DRAMA! (The opposite of Nicodemus coming under the cover of night to have a quiet conversation with Jesus.
This is public. This is dramatic - falling to his knees!
This is also a young man who is religiously serious (I have kept all these since I was a boy), is wealthy (as we will discover in his disappointment) and he is addressing Jesus publicly as a good teacher, wanting to know what Jesus would tell him to do…
A disappointing answer -
the Kingdom cannot be earned or inherited or achieved… it is found among the poor in spirit, those who mourn, the meek, those who hunger and thirst for righteousness, the pure in heart, the peacemakers, the persecuted… the empty are filled, the humble are lifted up… as Jesus’ mother sang in her song. Not good news for those who have position and power and who are full… filled already.
And so this young, faithful, wealthy man goes away sad. Because Jesus asks of him one thing, and it is not a small thing to ask.
(we don’t know what becomes of this young man. And in typical Mark fashion, he doesn’t tell us because it leaves us wondering what we would do ourselves… This story is found in Luke as well. And unfortunately, Luke also leaves the end of the story out.)
a sidenote: three times in our reading Jesus SEES
- vs 21 Jesus looked (at the young man)
- and LOVED HIM. And then told him the hard truth that in his wealth, there was still one thing he lacked.
- vs 23 Jesus looks around (presumably at the young man and at his disciples)
- and then announces that the kingdom is difficult to enter (which is interesting, since in the previous section, the children seem naturals at entering the kingdom, receiving the kingdom, and even BEING the kingdom.
- vs 27 Jesus looks at his disciples
- and sees their amazement turning to fear, to despondency… for some of them are certainly people of means… the Zebedee’s family business was likely a going concern, Matthew the tax collector had likely amassed quite a fortune, and others?
“Who then can be saved?”
And a comforting promise - vs 29-31
So, after a dramatic question and a disappointing answer, Jesus now addresses his disciples. They’re confused and confounded. Some of them have left everything to follow Jesus. They see themselves in this young man who has walked away from Jesus in sadness. They have counted this cost in various ways. And they’re not sure what Jesus is getting at.
Jesus is saying that following Him is more than just keeping the commandments and waiting for some sort of eternal reward in the age to come.
Jesus is saying that following Him means emptying your hands of things that will keep you from fully engaging in the life of the kingdom that is breaking in NOW.

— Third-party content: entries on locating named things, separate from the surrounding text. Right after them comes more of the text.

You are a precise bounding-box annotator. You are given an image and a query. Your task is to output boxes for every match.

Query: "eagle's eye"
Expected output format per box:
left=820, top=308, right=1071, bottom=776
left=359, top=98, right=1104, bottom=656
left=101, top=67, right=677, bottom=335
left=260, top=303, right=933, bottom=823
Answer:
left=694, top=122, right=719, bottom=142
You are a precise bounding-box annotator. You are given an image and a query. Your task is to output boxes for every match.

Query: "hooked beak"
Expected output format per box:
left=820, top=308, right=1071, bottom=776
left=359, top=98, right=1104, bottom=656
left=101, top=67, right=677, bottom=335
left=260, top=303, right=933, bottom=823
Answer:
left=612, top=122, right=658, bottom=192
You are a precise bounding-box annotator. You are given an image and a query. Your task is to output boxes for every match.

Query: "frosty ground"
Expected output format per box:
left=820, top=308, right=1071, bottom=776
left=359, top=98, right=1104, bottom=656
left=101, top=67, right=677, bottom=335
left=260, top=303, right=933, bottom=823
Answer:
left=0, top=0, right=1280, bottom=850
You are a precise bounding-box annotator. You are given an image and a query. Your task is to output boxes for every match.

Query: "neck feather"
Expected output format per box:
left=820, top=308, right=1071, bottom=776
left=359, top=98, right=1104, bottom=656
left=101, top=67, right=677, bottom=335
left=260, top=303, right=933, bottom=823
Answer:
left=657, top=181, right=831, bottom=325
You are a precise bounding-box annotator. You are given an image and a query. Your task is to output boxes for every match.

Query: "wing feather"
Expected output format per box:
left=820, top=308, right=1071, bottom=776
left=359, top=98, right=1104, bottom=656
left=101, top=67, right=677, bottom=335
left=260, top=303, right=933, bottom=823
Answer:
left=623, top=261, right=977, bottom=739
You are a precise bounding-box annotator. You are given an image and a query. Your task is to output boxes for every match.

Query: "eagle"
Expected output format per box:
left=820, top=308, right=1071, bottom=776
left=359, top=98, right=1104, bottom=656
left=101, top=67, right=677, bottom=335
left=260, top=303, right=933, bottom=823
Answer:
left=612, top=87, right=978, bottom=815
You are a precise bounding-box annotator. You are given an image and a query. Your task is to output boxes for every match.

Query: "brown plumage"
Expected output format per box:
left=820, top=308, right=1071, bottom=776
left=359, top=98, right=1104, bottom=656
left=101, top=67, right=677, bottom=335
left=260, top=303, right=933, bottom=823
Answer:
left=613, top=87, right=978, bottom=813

NT Wright puts it this way:
“Because he, Jesus, is here, a whole new world opens up: the Age to Come is not now simply in the future (thought it is that, too); it is bursting through into the present, like a chicken so keen to be born that it’s already sticking its beak through the shell ahead of the right time…
…Everything will be upside down and inside out; all things are possible to God; the first will be last and the last first. In particular, those who have left family and possessions to follow Jesus will receive things back even in the Present Age - a new and ever-enlarging family of their fellow-disciples, with homes open to them wherever they go; and, of course, in the Age to Come, the god-given life of that new Age.”
And so, with our hands potentially full of things that might keep us from engaging Jesus, or of entering into His kingdom.
What is the call to serve that you hear this morning?
What is Jesus asking you to let go of or to use differently - to put use for the kingdom?
What is Jesus asking you to notice, to pay attention to? Are you trying to “be good now” and wait for your “eternal reward”? He calls you to say, “Come follow Me. There’s way more to follow Me than that… come and follow! Come and live!